As 5 pessoas habilitadas, que se referiram atrás, constituíam um júri que tinha por missão pontuar o mérito dos concorrentes. E se quase todas já eram figuras conhecidas do grande público, quando o programa chegou ao fim não havia quem não as conhecesse ainda melhor e dividisse as opiniões (como era inevitável que sucedesse) sobre o modo como aplicavam os respectivos juízos (e pontos), tanto quanto as preferências que foram recaindo sobre uns em detrimento de outros. Esses jurados eram: Raúl Calado (publicitário, na prática e no professorado; geólogo; especialista em jazz), Maria João Seixas (formatura em filosofia, pedagoga atenta aos problemas da criança e da mulher; interesse pelo cinema e até pela política), Sttau Monteiro (advogado não praticante, escritor de romances e peças de teatro, jornalista), Maria Leonor (locutora e produtora de rádio, apresentadora e entrevistadora de Televisão) e Paulo Renato (actor e encenador). A estas 5 personalidades competiu a tarefa alvo das maiores e mais duras críticas: a de pontuar, ao longo de duas dúzias de sessões, as várias provas dos concorrentes. E se houve quem o fizesse com alguma abundância, também não faltou quem se notasse pela parcimónia. Mas há que reconhecer que não foi fácil classificar desempenhos que atingiram, muitos deles e felizmente para a dinâmica do concurso, uma expressão artístico-cultural pouco comum, quantas vezes a roçar o brilhantismo, ainda mais que se sabia que não estavam ali profissionais. Pelo palco do Villaret, perante as câmaras da RTP(comandadas por um criativo a quem o espectáculo sempre apetece: Luís Andrade), passou gente com mais talento do que se esperava e que, quanto melhor se expressou, mais tempo permaneceu, passando de uma semana para a outra em sucessivas conquistas de popularidade. Foi assim que lá estiveram Fernando Assis Pacheco, Gonçalo Lucena, “Pitum” e os três finalistas – Rui Guedes (3º), José Fanha (2º) e Vasco Raimundo (1º). Nomes, alguns conhecidos de outras artes, outros nem tanto, chegados sem credenciais, mas todos desejosos de marcar presença, de mostrar que sabiam fazer o que os melhores faziam e, naturalmente, de amealhar os prémios que mereciam.
Ia a “Cornélia” ainda pelo começo – e aceso o “duelo” Assis Pacheco - Gonçalo Lucena – e já o Expresso lhe chamava “um concurso diferente”, procurando prová-lo em 4 páginas. Numa, escrevia Vasco Pulido Valente: “A ´Cornélia` é, em termos portugueses, um óptimo espectáculo de televisão. Um espectáculo, o de televisão, sem um fio de comum com as consabidas brincadeirinhas do exibicionismo privado. É uma coisa violenta, que pede nervo e frieza, e que move emoções primárias e brutais: a vontade de afirmação e reconhecimento, a provocação à sorte, a cobiça.

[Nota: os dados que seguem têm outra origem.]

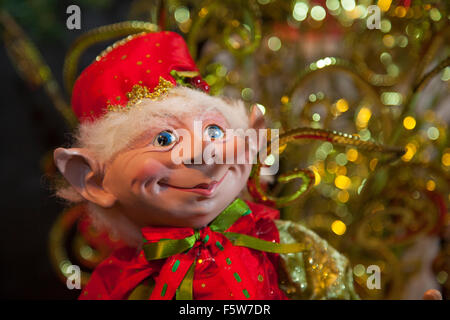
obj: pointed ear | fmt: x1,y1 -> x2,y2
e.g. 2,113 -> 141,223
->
53,148 -> 117,208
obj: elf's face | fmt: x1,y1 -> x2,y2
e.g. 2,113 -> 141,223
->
103,111 -> 255,228
55,95 -> 264,228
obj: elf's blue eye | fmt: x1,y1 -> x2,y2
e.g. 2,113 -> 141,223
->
153,131 -> 177,147
205,124 -> 224,140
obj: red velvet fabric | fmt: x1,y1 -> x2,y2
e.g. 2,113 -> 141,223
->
80,202 -> 286,300
72,31 -> 204,122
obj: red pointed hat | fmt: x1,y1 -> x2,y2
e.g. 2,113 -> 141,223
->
72,31 -> 209,122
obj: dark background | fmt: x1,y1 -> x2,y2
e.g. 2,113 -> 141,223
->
0,0 -> 135,299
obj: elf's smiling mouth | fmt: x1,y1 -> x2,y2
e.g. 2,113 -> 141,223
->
158,170 -> 228,197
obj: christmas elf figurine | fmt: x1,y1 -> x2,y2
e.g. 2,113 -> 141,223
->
54,32 -> 358,300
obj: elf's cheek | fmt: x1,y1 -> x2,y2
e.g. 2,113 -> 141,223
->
132,158 -> 169,185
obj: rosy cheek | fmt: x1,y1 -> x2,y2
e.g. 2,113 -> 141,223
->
132,157 -> 167,181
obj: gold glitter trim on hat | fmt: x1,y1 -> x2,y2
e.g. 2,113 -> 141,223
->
107,77 -> 174,112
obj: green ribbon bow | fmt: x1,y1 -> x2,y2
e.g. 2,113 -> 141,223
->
143,199 -> 306,300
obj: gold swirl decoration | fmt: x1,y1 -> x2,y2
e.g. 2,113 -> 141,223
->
249,128 -> 405,207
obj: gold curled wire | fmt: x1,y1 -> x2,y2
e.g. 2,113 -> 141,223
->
187,0 -> 262,59
250,128 -> 405,207
63,21 -> 158,95
280,57 -> 391,137
48,205 -> 91,287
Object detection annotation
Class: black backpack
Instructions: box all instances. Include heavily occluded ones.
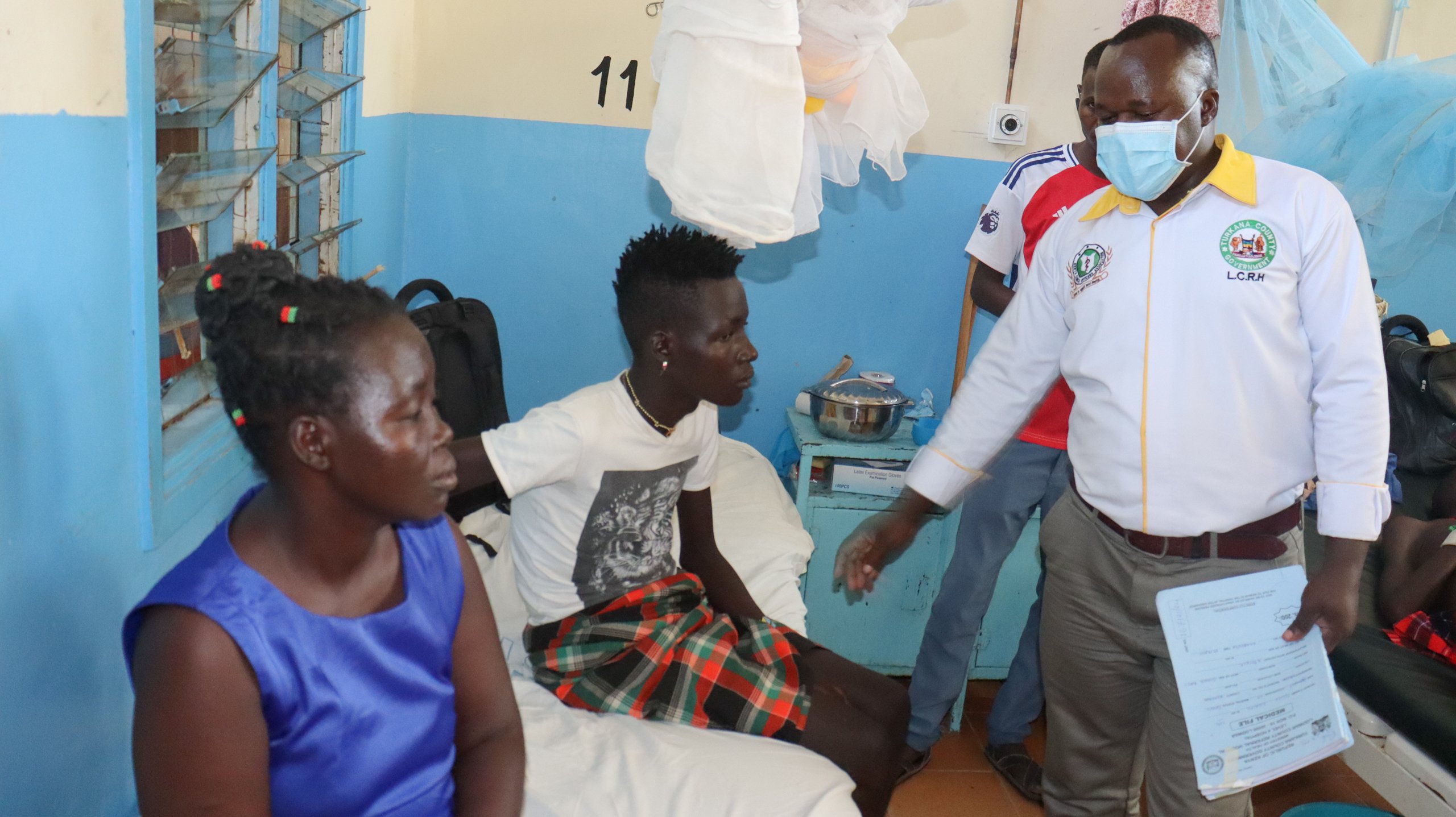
[1380,314,1456,473]
[395,278,511,519]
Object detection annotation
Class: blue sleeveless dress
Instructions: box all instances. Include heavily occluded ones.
[122,485,465,817]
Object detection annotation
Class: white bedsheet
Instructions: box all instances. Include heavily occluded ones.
[460,438,859,817]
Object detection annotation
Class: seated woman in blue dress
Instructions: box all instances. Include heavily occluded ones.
[124,244,526,817]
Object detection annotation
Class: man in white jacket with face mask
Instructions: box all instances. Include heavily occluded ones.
[842,16,1391,817]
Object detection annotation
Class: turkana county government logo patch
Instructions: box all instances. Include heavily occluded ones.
[1219,218,1279,272]
[1067,244,1112,297]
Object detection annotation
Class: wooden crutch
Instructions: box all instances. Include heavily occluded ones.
[951,204,986,397]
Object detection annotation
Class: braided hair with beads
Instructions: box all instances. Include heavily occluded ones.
[193,242,403,473]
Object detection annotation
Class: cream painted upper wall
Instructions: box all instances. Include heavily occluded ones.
[359,0,416,117]
[0,0,127,117]
[399,0,1121,159]
[378,0,1456,160]
[413,0,658,128]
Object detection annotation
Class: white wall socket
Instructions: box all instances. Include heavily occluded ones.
[986,105,1031,144]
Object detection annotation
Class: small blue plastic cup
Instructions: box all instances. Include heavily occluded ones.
[910,417,941,446]
[1283,802,1395,817]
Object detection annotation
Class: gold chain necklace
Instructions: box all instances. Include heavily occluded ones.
[622,371,677,437]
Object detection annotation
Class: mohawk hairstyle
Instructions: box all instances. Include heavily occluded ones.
[611,224,743,352]
[193,242,405,473]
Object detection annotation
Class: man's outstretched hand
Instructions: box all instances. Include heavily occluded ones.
[1284,539,1370,653]
[834,491,935,593]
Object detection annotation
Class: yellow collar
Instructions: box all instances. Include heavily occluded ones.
[1082,134,1258,221]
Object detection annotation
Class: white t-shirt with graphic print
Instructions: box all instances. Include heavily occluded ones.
[481,377,718,625]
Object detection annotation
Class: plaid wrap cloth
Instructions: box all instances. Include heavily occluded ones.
[526,573,809,743]
[1385,610,1456,664]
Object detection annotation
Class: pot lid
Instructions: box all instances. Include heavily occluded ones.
[805,377,910,407]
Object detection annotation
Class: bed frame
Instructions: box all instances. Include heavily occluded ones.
[1339,690,1456,817]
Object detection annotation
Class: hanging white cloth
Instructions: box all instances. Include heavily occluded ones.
[647,0,945,247]
[795,0,944,234]
[647,0,804,247]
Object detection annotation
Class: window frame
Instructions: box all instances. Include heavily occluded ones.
[125,0,362,550]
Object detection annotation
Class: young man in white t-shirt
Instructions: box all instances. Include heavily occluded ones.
[452,227,910,815]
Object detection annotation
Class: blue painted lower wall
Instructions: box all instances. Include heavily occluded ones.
[0,105,1456,817]
[0,115,258,817]
[355,115,1004,450]
[355,114,1456,450]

E nisso precisamente reside a sua atracção e por isso nos asseguramos de ficar em casa segunda-feira à noite.”8

5 Tele Semana, 27.5.1977.
6 Tele Semana, 27.5.1977.
7 A voz era a da actriz Ana Mayer.
8 Crónica intitulada "Cornélia ou a tourada à portuguesa". Na mesma edição, 16.7.1977, Maria João Avillez e Luís Penha e Costa também se ocupam do concurso.